Ik zie dat veel organisaties bezuinigd hebben op de begeleiding van vrijwilligers door het op het bord van medewerkers te leggen die al geen tijd hebben. Ik zou er voor pleiten dat er in elke organisatie een volwaardige coördinator vrijwilligers is die tijd en aandacht heeft voor de vrijwilligers en medewerkers.

José Roelands 02-11-18 om 15:04

Goed dat er aandacht gevraagd wordt aan de onderlinge uitwisseling van ervaringen, casussen voorleggen, enz. En gelukkig zijn veel organisaties /vrijwilligerscoördinatoren hier goed mee bezig waarbij HET thema is: Grenzen stellen/bewaken.

Petra van Loon 02-11-18 om 14:33

Versterken van de coordinatiefunctie is van groot belang. Om vrijwilligers goed te begeleiden en te ondersteunen. Daar waar vrijwilligers in stilte grenzen overschrijden, roepen wij op om een open gesprek met hen aan te gaan. Omgaan met morele dilemma's vraagt om een open gesprek- je zou hier ook kunnen spreken van een moreel beraad.
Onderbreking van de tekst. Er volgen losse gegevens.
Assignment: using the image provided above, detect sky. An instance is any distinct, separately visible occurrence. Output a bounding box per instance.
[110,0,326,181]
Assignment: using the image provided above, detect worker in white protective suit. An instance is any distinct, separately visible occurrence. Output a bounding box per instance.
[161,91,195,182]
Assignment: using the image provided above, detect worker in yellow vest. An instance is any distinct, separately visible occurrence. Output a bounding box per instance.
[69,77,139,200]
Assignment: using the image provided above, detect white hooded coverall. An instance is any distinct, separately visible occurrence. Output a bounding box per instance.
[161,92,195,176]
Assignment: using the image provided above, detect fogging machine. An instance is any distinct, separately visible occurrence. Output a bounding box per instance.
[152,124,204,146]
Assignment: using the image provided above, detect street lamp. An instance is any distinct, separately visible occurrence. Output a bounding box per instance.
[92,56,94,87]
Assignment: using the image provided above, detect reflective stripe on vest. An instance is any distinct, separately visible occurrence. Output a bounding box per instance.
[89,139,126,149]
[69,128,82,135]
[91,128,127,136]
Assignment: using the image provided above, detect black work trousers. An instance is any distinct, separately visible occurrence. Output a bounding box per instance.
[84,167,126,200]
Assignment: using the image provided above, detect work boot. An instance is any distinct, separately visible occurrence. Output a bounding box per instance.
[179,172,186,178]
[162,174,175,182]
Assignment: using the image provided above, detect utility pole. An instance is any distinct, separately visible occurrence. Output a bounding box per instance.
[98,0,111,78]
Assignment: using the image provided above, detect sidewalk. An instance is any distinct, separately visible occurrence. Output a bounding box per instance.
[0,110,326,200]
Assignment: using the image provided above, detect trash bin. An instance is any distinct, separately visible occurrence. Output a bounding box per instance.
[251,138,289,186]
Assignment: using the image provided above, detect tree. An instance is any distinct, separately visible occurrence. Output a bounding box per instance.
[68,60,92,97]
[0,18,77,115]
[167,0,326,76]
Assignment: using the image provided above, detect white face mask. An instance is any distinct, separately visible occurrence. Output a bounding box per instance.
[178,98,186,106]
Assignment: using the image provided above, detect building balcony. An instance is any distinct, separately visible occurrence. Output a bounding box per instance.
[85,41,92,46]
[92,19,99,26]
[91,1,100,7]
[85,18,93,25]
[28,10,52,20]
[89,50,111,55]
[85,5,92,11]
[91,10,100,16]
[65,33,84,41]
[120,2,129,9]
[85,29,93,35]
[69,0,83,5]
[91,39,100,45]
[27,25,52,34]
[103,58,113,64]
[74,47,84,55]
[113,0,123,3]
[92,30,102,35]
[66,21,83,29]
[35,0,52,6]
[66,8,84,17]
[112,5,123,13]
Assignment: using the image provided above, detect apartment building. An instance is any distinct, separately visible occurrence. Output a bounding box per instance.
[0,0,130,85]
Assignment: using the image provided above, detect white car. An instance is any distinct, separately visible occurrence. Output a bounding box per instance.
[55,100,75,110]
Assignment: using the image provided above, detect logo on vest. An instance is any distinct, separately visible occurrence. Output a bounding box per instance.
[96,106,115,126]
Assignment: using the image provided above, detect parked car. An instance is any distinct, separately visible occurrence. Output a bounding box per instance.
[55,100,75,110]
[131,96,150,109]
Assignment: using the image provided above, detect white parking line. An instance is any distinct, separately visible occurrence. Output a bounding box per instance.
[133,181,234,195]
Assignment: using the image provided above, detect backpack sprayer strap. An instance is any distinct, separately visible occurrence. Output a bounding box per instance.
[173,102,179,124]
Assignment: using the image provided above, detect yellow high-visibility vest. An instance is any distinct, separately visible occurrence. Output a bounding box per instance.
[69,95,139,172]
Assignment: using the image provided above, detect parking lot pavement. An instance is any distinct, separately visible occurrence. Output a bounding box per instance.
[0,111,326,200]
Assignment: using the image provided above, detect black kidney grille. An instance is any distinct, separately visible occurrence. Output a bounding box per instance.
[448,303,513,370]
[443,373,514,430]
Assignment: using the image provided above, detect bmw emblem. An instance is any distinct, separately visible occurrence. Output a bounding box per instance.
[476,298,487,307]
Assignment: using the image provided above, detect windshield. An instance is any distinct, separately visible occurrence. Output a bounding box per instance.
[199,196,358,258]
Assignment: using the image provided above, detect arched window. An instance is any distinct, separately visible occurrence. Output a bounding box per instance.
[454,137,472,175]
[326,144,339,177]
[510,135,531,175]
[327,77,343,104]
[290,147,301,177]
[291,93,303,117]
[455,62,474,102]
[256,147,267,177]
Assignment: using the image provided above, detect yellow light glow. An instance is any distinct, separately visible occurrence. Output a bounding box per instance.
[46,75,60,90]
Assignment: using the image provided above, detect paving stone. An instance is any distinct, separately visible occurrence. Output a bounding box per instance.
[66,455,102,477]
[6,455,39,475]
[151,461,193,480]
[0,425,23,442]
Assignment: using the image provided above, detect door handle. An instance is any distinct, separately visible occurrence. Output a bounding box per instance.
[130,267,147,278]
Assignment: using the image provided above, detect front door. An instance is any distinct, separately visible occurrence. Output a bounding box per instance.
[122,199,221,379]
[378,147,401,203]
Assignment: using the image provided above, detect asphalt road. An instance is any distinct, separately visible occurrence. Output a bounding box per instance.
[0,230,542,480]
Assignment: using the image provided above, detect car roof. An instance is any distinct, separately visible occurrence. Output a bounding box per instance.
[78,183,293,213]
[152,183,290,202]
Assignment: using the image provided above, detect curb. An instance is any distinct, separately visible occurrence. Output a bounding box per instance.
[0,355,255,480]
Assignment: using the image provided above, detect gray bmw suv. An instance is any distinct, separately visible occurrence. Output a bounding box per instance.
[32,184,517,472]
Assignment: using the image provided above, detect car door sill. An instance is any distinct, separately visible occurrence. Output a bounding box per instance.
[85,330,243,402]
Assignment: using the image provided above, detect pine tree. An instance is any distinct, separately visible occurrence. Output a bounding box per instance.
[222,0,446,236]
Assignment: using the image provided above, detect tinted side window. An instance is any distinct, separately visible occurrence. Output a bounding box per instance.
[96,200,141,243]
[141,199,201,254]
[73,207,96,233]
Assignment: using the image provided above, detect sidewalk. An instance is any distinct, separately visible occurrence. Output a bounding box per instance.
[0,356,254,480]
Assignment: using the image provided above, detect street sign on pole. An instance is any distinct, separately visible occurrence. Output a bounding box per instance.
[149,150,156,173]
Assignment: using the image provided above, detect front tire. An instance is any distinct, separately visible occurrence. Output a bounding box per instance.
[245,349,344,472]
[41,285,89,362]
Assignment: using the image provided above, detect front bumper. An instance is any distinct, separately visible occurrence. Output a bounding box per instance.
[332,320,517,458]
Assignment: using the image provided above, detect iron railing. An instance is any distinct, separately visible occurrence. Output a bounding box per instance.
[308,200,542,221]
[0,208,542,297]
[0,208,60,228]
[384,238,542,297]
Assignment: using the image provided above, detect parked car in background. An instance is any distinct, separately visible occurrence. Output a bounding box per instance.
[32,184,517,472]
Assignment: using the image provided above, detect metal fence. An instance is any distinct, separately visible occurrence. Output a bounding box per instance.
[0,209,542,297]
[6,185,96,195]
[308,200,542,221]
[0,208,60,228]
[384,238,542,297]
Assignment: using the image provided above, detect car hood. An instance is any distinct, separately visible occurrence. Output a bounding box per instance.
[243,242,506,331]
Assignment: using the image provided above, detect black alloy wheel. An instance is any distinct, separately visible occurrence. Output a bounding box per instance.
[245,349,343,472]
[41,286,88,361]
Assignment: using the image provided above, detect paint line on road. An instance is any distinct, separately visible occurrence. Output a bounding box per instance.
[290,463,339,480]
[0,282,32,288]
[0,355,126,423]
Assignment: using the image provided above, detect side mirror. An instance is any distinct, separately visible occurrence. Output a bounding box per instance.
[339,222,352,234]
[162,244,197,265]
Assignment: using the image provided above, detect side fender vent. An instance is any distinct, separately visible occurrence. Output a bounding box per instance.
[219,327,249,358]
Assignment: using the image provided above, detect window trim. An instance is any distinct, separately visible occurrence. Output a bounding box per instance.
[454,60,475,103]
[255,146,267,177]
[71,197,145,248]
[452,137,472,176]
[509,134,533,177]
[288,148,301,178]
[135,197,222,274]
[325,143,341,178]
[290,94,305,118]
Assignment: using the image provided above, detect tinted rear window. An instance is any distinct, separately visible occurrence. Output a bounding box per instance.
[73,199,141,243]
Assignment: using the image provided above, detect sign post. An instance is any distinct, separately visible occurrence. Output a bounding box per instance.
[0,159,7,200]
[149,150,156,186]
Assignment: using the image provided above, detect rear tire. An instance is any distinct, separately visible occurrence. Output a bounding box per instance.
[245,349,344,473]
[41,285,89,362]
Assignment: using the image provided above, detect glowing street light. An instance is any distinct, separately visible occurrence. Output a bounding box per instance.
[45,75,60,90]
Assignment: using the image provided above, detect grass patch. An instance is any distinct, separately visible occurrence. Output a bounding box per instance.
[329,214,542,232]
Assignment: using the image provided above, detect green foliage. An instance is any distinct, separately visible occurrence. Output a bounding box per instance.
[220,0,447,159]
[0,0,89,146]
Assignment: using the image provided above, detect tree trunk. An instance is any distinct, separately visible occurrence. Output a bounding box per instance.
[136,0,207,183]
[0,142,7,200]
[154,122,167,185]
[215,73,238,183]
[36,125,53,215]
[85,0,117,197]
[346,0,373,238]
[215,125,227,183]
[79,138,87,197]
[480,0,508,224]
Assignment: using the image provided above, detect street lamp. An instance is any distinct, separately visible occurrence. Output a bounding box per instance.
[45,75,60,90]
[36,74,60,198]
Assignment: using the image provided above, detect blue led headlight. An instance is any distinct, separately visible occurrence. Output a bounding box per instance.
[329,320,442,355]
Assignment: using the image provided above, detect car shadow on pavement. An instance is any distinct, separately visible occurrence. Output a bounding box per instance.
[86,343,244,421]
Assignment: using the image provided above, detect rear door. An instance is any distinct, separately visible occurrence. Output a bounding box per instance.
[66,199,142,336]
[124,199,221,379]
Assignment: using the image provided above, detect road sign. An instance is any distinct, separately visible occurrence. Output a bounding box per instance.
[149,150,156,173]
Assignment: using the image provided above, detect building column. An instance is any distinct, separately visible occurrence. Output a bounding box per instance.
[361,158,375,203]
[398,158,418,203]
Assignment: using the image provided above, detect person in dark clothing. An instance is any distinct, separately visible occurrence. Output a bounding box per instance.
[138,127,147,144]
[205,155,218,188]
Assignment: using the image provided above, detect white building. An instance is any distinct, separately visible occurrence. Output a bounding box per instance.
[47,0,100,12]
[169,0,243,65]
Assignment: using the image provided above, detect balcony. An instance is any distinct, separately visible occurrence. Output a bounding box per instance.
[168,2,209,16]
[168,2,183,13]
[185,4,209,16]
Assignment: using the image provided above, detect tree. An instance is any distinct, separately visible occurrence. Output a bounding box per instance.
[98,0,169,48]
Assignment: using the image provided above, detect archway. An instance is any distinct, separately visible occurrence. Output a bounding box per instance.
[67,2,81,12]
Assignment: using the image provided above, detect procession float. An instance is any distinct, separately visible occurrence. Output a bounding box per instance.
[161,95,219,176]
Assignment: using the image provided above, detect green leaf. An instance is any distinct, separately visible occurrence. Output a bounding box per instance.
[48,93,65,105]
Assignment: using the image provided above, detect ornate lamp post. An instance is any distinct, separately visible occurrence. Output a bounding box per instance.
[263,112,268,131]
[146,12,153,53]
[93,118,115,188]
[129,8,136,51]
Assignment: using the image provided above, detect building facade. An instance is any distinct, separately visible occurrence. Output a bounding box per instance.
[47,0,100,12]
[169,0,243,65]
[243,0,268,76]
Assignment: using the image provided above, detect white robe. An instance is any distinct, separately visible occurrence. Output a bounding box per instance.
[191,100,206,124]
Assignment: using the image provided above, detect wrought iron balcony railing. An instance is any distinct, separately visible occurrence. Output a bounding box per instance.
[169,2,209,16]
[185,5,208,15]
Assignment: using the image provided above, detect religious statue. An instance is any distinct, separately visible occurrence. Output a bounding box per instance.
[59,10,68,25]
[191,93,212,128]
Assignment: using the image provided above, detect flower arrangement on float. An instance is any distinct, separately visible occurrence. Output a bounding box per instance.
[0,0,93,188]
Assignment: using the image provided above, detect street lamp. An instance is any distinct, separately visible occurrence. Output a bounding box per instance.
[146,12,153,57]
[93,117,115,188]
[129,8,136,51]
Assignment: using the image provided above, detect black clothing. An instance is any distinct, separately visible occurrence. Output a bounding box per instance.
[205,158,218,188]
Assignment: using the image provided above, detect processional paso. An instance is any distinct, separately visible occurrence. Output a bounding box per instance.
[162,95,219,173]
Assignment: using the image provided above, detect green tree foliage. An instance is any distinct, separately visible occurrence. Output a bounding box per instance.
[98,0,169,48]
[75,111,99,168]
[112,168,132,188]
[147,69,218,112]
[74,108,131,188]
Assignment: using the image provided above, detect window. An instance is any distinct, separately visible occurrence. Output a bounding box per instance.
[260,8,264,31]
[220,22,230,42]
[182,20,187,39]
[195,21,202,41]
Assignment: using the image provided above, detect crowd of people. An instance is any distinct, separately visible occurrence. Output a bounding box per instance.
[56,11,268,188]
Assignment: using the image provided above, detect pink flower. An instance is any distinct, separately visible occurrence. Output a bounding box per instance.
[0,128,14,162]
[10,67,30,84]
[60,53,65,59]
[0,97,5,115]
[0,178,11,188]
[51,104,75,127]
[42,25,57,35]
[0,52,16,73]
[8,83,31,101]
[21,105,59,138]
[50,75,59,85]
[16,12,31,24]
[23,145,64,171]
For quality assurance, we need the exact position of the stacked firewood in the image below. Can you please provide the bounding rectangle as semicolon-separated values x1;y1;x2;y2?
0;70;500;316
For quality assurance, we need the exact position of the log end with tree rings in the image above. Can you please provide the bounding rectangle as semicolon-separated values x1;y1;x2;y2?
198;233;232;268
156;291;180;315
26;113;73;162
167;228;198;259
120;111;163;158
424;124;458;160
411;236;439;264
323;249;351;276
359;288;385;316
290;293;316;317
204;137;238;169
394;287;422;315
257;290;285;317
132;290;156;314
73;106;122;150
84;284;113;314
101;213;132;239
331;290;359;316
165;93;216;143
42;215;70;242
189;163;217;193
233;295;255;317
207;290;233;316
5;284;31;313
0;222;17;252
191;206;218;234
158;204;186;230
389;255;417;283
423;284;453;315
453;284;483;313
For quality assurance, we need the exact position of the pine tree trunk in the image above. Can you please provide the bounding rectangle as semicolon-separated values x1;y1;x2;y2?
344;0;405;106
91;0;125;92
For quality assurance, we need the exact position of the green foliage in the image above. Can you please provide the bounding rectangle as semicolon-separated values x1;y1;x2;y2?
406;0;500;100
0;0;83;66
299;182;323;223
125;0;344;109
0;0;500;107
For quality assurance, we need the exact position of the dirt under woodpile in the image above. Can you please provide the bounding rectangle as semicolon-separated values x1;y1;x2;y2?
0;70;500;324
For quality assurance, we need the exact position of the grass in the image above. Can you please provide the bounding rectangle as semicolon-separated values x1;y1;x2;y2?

Belangrijk dat coordinatoren die vrijwilligers begeleiden dit open gesprek binnen hun organisaties oppakken (voor zover ze dat al niet hebben gedaan) en organiseren!

Anoniem 02-11-18 om 10:41

Zo herkenbaar, vrijwilligers die hun verhaal niet kwijt kunnen en dan zelf de gaten gaan opvullen. Als organisatie kun je dit opvangen door een goed opgeleide coördinator vrijwilligers in te zetten die zowel de vrijwilligers kan begeleiden, coachen en de medewerkers hierin mee kan nemen. Je moet samen in gesprek blijven dan voorkom je veel problemen.